Accurately identifying Aboriginal and Torres Strait Islander languages will be greatly enhanced by using three key Austlang data sets, now available at data.gov.au, the central source of open data in Australian government agencies.
“The Austlang data sets will help people to distinguish Australian Indigenous languages and their context among the hundreds of Indigenous language varieties that exist in this country,” AIATSIS CEO, Craig Ritchie said.
“Individuals or organisations are free to use the Austlang data sets to build new resources incorporating data, to cross reference material, find resources and ultimately make better, data-informed decisions when it comes to Aboriginal and Torres Strait Islander languages.”
Austlang provides information about Indigenous Australian languages which have been assembled from referenced sources.
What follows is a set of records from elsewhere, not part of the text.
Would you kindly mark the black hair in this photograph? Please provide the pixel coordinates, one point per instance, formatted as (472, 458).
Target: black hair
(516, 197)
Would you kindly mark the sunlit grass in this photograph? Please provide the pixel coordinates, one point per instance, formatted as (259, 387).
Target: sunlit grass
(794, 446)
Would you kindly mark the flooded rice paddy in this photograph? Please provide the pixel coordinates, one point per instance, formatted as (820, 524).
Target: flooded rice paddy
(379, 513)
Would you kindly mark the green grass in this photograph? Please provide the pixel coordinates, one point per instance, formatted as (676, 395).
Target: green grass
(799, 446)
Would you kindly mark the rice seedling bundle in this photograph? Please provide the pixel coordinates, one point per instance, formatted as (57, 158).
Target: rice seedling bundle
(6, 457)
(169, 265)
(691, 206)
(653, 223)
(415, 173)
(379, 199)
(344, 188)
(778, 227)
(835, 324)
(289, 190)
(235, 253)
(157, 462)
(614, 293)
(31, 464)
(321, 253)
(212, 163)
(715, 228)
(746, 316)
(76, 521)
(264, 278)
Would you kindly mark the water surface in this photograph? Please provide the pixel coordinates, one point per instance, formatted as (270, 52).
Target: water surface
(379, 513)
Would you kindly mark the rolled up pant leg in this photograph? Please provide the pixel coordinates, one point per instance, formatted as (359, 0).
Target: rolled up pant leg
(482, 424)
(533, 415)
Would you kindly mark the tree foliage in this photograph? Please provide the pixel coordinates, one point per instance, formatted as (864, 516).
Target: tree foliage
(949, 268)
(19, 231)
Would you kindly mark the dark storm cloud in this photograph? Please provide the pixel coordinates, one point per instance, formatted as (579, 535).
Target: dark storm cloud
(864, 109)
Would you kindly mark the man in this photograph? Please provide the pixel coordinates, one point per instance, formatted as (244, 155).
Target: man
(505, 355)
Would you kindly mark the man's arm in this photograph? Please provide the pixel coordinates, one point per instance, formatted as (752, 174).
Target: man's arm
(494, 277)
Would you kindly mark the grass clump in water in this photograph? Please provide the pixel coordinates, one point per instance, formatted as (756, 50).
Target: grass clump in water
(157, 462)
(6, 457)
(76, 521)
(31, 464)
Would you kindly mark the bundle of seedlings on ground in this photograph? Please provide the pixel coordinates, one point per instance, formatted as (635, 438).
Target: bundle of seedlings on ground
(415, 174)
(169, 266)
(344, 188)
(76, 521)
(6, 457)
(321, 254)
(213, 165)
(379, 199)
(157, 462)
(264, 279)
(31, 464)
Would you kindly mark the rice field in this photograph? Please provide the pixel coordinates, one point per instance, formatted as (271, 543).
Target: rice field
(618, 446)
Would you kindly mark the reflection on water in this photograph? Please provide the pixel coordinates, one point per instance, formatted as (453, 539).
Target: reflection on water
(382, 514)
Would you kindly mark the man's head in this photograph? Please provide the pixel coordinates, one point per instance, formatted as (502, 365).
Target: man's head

The data sets now available on data.gov.au contain the language names, each with a unique code to act as a stable identifier, alternative names and spellings and the approximate location of each language variety.
In addition to these data sets, the complete Austlang resource also includes:
- Comments about the language variety from referenced sources
- Geographical location from referenced sources
- Links to Mura the AIATSIS catalogue for items about the language, and OZBIB a curated bibliography
- Links to programs; people; and a variety of community resources
- Speaker numbers surveys
- Documentation scores for known word lists; text collections; grammars; audio-visual resources
- Classifications from various linguistic surveys
The addition to data.gov.au comes after the US Library of Congress added the Austlang language codes to their Machine-Readable Cataloging (MARC) Language Source Codes in October 2018. The Austlang language codes replaced the single ‘aus’ MARC language code for Australian languages, making published materials relating to more than 800 Aboriginal and Torres Strait Islander language varieties easier to identify and locate.